Create a Fargate service that runs the task definition, and Fargate handles scheduling and scaling.

Bare metal / VMs#

Systemd service#

Run Resonate server as a systemd service on bare metal or VMs:

/etc/systemd/system/resonate.service
[Unit]
Description=Resonate Server
After=network.target postgresql.service

[Service]
Type=simple
User=resonate
WorkingDirectory=/etc/resonate
ExecStart=/usr/local/bin/resonate serve
Restart=on-failure
RestartSec=10
# Configuration is loaded from /etc/resonate/resonate.toml (the working directory).
# Secrets can be injected as environment variables, e.g.
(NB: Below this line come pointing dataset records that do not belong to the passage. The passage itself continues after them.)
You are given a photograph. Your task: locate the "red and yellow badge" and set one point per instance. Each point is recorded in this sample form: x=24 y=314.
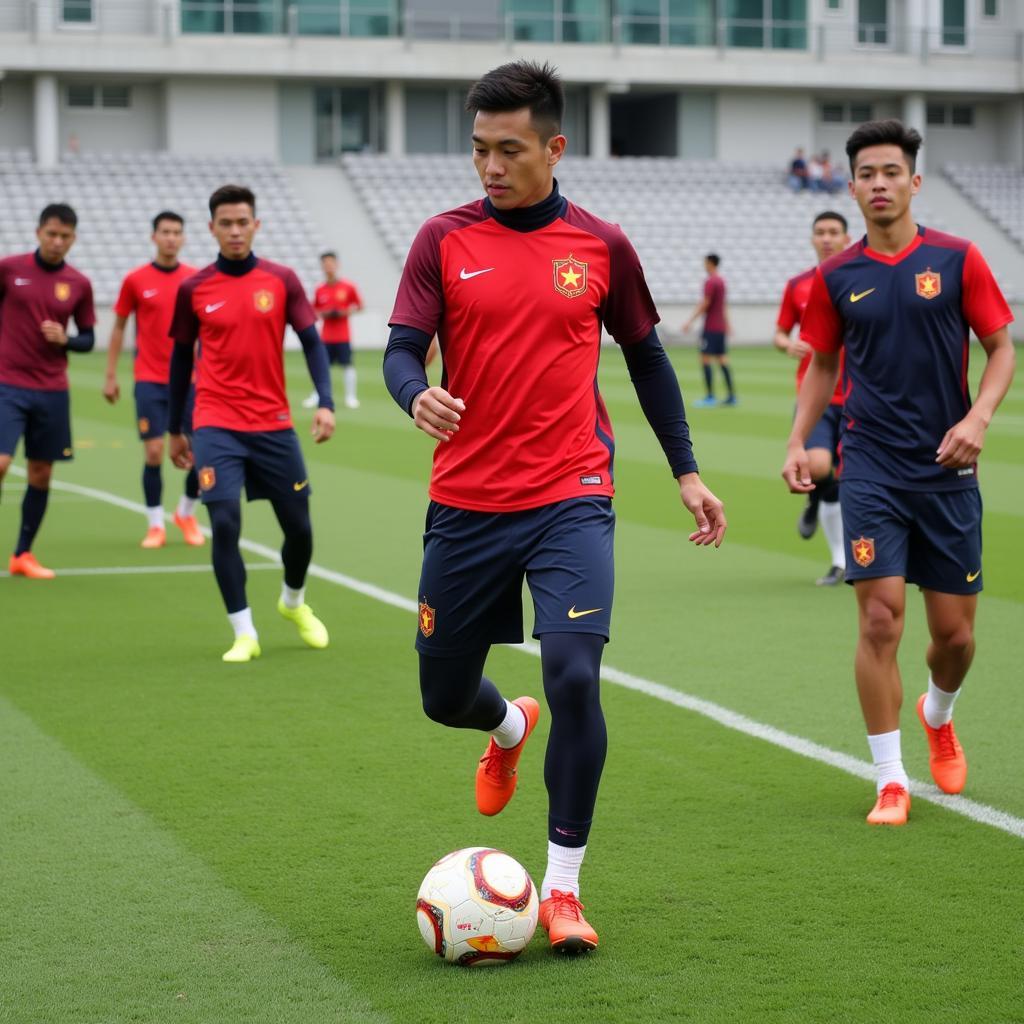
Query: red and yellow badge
x=929 y=284
x=863 y=551
x=570 y=276
x=427 y=619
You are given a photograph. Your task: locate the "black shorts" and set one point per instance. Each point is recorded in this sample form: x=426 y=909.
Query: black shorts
x=42 y=418
x=268 y=463
x=474 y=564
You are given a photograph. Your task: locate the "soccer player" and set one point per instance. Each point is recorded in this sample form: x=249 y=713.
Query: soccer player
x=238 y=308
x=334 y=301
x=828 y=236
x=901 y=303
x=716 y=329
x=40 y=293
x=148 y=292
x=517 y=287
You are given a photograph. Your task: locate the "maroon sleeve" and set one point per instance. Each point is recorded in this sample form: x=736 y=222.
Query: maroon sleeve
x=420 y=301
x=984 y=306
x=629 y=312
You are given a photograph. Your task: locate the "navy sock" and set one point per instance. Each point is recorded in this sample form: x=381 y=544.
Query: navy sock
x=153 y=485
x=33 y=509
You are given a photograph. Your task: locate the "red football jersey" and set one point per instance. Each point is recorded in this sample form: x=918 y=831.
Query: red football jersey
x=339 y=296
x=791 y=312
x=240 y=321
x=148 y=292
x=518 y=315
x=31 y=293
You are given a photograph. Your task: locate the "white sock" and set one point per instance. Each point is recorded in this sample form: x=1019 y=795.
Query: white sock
x=830 y=517
x=888 y=759
x=563 y=869
x=513 y=726
x=242 y=623
x=938 y=706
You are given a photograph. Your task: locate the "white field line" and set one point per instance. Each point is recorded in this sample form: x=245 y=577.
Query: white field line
x=731 y=720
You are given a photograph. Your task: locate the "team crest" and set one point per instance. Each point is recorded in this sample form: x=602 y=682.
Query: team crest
x=428 y=619
x=929 y=284
x=570 y=276
x=863 y=551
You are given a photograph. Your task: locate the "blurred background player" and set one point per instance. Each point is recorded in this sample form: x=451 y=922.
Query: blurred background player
x=336 y=299
x=40 y=293
x=828 y=236
x=238 y=308
x=902 y=303
x=716 y=330
x=148 y=292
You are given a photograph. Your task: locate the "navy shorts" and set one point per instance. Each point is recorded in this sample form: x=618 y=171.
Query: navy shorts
x=713 y=343
x=42 y=418
x=268 y=463
x=339 y=353
x=930 y=538
x=474 y=564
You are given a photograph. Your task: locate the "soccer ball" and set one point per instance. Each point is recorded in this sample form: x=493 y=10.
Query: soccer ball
x=477 y=907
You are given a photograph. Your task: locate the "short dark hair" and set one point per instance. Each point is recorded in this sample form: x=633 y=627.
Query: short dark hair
x=519 y=84
x=888 y=132
x=832 y=215
x=58 y=211
x=168 y=215
x=226 y=195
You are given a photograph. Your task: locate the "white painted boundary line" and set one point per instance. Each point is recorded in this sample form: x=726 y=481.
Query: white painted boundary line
x=731 y=720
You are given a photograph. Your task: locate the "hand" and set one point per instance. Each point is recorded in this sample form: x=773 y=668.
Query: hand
x=962 y=444
x=323 y=425
x=708 y=511
x=53 y=333
x=437 y=414
x=797 y=470
x=180 y=452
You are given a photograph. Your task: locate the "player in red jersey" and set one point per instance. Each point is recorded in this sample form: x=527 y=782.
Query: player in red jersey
x=828 y=236
x=238 y=308
x=517 y=287
x=40 y=293
x=901 y=303
x=148 y=292
x=336 y=299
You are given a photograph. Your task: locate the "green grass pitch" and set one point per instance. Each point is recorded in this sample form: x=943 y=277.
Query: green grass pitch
x=184 y=841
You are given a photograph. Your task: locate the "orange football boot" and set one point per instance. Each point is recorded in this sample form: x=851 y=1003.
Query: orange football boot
x=26 y=564
x=561 y=914
x=892 y=807
x=945 y=754
x=496 y=775
x=189 y=529
x=156 y=537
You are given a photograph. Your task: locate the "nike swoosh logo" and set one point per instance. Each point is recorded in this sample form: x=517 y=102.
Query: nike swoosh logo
x=579 y=614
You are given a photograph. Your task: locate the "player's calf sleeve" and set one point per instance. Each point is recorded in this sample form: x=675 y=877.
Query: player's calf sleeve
x=455 y=692
x=225 y=525
x=579 y=740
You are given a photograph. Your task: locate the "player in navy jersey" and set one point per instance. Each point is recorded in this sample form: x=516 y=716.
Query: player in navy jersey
x=901 y=304
x=517 y=287
x=40 y=293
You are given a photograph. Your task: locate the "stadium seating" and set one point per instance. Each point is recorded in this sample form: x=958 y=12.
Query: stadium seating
x=117 y=194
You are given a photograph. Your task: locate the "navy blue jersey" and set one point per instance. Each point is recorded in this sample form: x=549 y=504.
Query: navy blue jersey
x=904 y=324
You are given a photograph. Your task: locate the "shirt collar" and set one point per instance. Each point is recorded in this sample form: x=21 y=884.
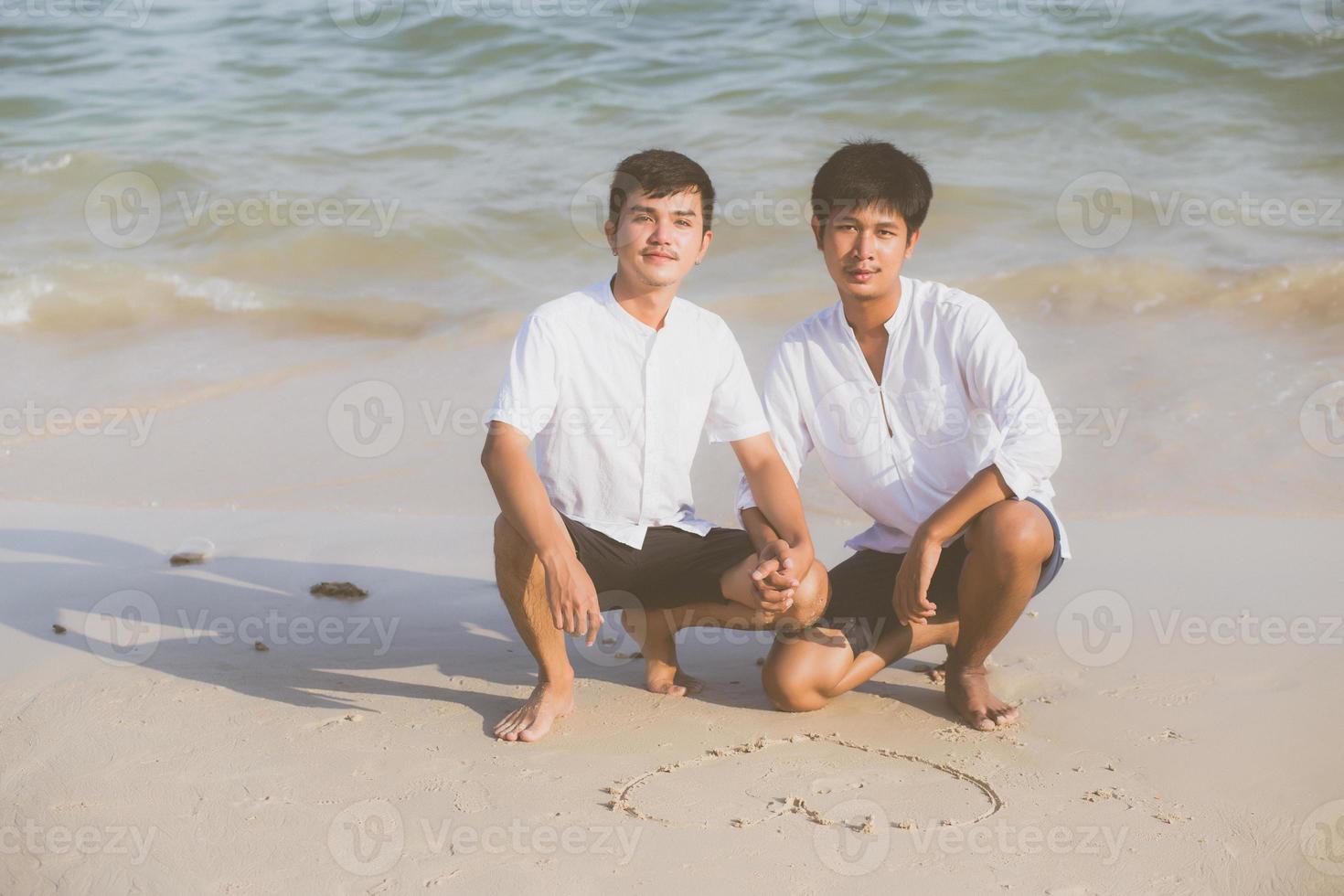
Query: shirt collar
x=892 y=323
x=629 y=320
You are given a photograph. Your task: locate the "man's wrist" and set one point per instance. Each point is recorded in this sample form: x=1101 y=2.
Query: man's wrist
x=928 y=535
x=555 y=559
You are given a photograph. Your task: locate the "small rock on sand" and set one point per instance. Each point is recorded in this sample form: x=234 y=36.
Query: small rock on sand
x=345 y=590
x=192 y=551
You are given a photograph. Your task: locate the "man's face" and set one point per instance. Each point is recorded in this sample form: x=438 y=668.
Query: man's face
x=659 y=240
x=864 y=249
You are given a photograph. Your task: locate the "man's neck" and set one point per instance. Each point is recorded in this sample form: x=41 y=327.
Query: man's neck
x=869 y=316
x=645 y=304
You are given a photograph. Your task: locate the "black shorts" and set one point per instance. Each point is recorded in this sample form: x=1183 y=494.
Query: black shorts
x=674 y=567
x=863 y=584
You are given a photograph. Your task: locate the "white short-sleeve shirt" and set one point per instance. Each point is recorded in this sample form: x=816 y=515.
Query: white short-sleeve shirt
x=617 y=409
x=955 y=397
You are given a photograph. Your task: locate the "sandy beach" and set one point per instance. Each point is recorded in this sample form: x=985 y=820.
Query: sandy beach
x=151 y=746
x=261 y=269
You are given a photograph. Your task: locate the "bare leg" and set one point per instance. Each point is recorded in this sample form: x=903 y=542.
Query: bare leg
x=522 y=581
x=1007 y=543
x=805 y=672
x=656 y=630
x=652 y=629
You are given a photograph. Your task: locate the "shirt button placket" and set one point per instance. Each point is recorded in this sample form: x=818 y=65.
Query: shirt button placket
x=651 y=432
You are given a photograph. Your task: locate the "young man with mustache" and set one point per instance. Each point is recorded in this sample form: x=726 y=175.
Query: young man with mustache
x=923 y=412
x=615 y=384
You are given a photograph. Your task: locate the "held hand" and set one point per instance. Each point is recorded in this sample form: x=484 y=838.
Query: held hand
x=910 y=598
x=775 y=575
x=572 y=600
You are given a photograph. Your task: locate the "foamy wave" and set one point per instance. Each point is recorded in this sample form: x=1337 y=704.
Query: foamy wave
x=31 y=165
x=97 y=297
x=1308 y=294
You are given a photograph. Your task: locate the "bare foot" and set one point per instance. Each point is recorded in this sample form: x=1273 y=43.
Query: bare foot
x=532 y=720
x=969 y=695
x=672 y=683
x=657 y=643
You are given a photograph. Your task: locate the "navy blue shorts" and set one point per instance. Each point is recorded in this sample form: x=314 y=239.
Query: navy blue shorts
x=674 y=567
x=862 y=587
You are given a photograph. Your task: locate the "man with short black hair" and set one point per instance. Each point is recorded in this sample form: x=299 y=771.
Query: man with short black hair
x=615 y=384
x=923 y=412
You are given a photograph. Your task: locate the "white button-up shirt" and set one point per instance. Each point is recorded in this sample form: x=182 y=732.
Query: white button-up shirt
x=617 y=407
x=955 y=397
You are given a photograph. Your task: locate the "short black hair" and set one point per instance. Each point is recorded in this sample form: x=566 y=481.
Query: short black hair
x=660 y=172
x=872 y=172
RESONATE_STORAGE__POSTGRES__URL.

[Install]
WantedBy=multi-user.target

Enable and start:

code
sudo systemctl enable resonate
sudo systemctl start resonate

Worker processes#

Run workers as separate systemd services or use a process manager like PM2:

PM2 worker management
# Start 10 workers
pm2 start worker.js -i 10 --name "resonate-worker"

# Scale to 20 workers
pm2 scale resonate-worker 20

# Monitor
pm2 monit

Hybrid deployments#

You can mix deployment patterns:

Example: Server on Kubernetes, workers on Cloud Run

  • Central server in GKE for stability
  • Workers on Cloud Run for auto-scaling and cost efficiency

Example: Server on VM, workers in Lambda

  • Self-hosted server for control
  • Serverless workers for variable load

Resonate doesn't care where workers run as long as they can reach the server.

Which pattern to choose?#

Start simple, scale as needed:

Use caseRecommended pattern
Local developmentDocker Compose
Small production (<10 workers)Docker Compose or single VM
Medium production (10-100 workers)Kubernetes or Cloud Run
Large production (>100 workers)Kubernetes with HPA
Variable/unpredictable loadCloud Run or Fargate
Event-driven workloadsLambda workers
Cost-sensitiveCloud Run (scales to zero)

General guidance:

  • Use managed services for PostgreSQL (RDS, Cloud SQL, etc.)
  • Start with containers (easier debugging than serverless)
  • Add auto-scaling when you understand your load patterns
  • Use serverless for unpredictable or bursty workloads

Summary#

Resonate works in any environment:

  • Containers: Docker Compose, Kubernetes, Fargate, Cloud Run
  • Serverless: Lambda, Cloud Functions
  • Bare metal: Systemd, PM2, manual processes

The pattern is always the same:

  1. Run one Resonate server (coordinates work)
  2. Run N workers (execute your code)
  3. Connect workers to server via RESONATE_URL

Choose your infrastructure based on your operational preferences and scale requirements. Resonate adapts to where you want to run.